Hablar de "transformador de potencia" como si fuera un solo equipo es un error común. Bajo ese nombre conviven construcciones, sistemas de refrigeración y tipos de aislamiento muy distintos, y cada uno impone su propia lógica de mantenimiento, diagnóstico y reparación. Conocer el tipo de transformador que opera tu planta es el primer paso para cuidarlo bien y para no pagar de más cuando algo falla.

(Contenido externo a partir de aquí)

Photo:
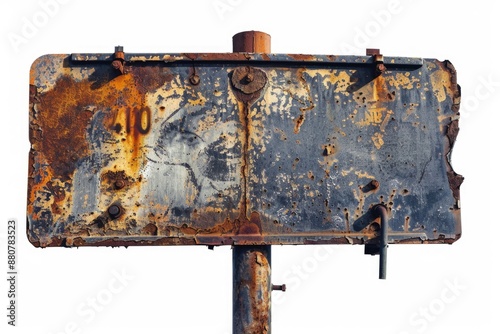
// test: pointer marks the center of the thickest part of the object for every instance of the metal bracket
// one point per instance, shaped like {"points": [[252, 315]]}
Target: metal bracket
{"points": [[378, 60]]}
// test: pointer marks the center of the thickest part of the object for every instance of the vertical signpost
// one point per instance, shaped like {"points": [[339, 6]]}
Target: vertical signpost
{"points": [[251, 264]]}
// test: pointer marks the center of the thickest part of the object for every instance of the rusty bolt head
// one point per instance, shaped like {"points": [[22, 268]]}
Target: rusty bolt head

La primera gran clasificación es por construcción del núcleo. En el tipo columna (core), los devanados envuelven al núcleo magnético; es la construcción más común en transformadores de distribución y de potencia de media capacidad. En el tipo acorazado (shell), el núcleo envuelve a los devanados, lo que le da mayor resistencia mecánica frente a esfuerzos de cortocircuito y lo hace preferido en gran potencia y generación. La diferencia importa porque reparar un acorazado exige una secuencia de desarmado distinta y maniobra más pesada.
La segunda clasificación es por sistema de refrigeración, identificado con siglas según IEC e IEEE: ONAN (aceite natural, aire natural), ONAF (aceite natural, aire forzado con ventiladores), OFAF (aceite forzado) y otras combinaciones. El modo de refrigeración define la capacidad de carga del equipo y condiciona qué se revisa en mantenimiento —radiadores, ventiladores, bombas— y cómo se interpretan las temperaturas de operación.
La tercera clasificación es por tipo de aislamiento: sumergido en aceite (el más común en potencia, donde el aceite aísla y refrigera) y tipo seco (encapsulado en resina o ventilado, usado en interiores, hospitales, datacenters y lugares donde el riesgo de incendio del aceite es inaceptable). El mantenimiento es radicalmente distinto: el de aceite gira en torno al fluido (DGA, fisicoquímicos, filtrado) y el seco en torno a la limpieza, la termografía y las pruebas de aislamiento.
También se clasifican por nivel de tensión (distribución, media tensión, alta tensión hasta 230 kV y más) y por aplicación (elevadores en generación, reductores en distribución, de servicios propios, de horno, rectificadores). Cada aplicación somete al equipo a esfuerzos particulares: un transformador de horno de arco sufre armónicos y ciclos brutales que uno de distribución residencial jamás verá.
La conclusión práctica: antes de definir un programa de mantenimiento o de pedir una cotización de reparación, identifica con precisión qué tipo de transformador tienes —construcción, refrigeración, aislamiento, tensión y aplicación—. En TEVKO atendemos todos estos tipos, de 75 kVA a 230 MVA y hasta 230 kV, incluida la reparación de acorazados que pocos talleres en México ejecutan.